The headlights of my rental car blinked as I pressed the unlock button on the key fob.

“Charlie, wait.” His voice cut through me. I hadn’t heard his voice in years and it still sliced right down into me, cutting me open. I didn’t stop walking. “Charlie, please, let’s talk. I didn’t mean for this to happen. Please let me explain.” He sounded desperate, but not as desperate as I was to get away. Reeve ran up beside me and placed her hand on my arm.

“Maybe you should talk to him,” she said, a little out of breath.

“You need to find another way home.” I got into the car and drove away, fully aware of the fact that I was leaving everyone behind. Again.





Chapter Six


Asher


“Fuck!” I screamed as loud as my lungs would allow. I watched her car drive away and my mind raced with things I could possibly do to fix the situation. “Where is she staying?” I asked Reeve.

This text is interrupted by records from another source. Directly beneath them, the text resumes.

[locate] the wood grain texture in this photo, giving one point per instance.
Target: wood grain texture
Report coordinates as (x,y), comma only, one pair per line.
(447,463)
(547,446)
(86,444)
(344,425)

“I don’t know. She picked me up.”

I sprinted back to my car and peeled out of the driveway, hoping she’d been caught at a light and I could still find her. I wove in between cars hoping to catch up with her, hoping that I was observant enough and correct when I thought her car was black. I stopped at a red light and my open fist slammed into my steering wheel. “Ahhhh!” My frustration was no match for the wheel firmly attached to the dash and the palm of my hand stung from the impact. But that was ok. I welcomed that. I didn’t see any black cars around, but I did see one soccer mom staring at me from the lane over. That’s ok. Let her witness my breakdown. How could this have happened? Why didn’t Phil call to tell me the meeting had been rescheduled? I ran a hand through my hair and gave it a slight tug, wishing I had stayed home for the entire day instead of trying to dodge her. That was a lie. I wouldn’t take back seeing her again for anything. I just wished she hadn’t seen me. To see her, up close, to see the color of her eyes, the way her long hair fell around her shoulders; it was a sight I would likely take with me to the grave and cherish just as long. This had to be the longest red light in the history of traffic. The light finally changed and I continued to pass slow-moving cars to try and find the one that might hold her.

An hour later and I still hadn’t found her. I thought about stopping at every hotel and motel in town, but the only thing that stopped me was the knowledge she didn’t want to be found. She didn’t want to see me. She wanted to run from me, to hide from me. Didn’t I owe her at least that? To be left alone? The idea of letting her go again, of letting her live more of her life without telling her everything I’d kept bottled up inside, well, it would surely eat me alive. But if there was one thing I was convinced I didn’t deserve, it was her or anything she had to give me, including forgiveness. I pointed my car back towards the office and began to feel the gnawing of regret eating away at me.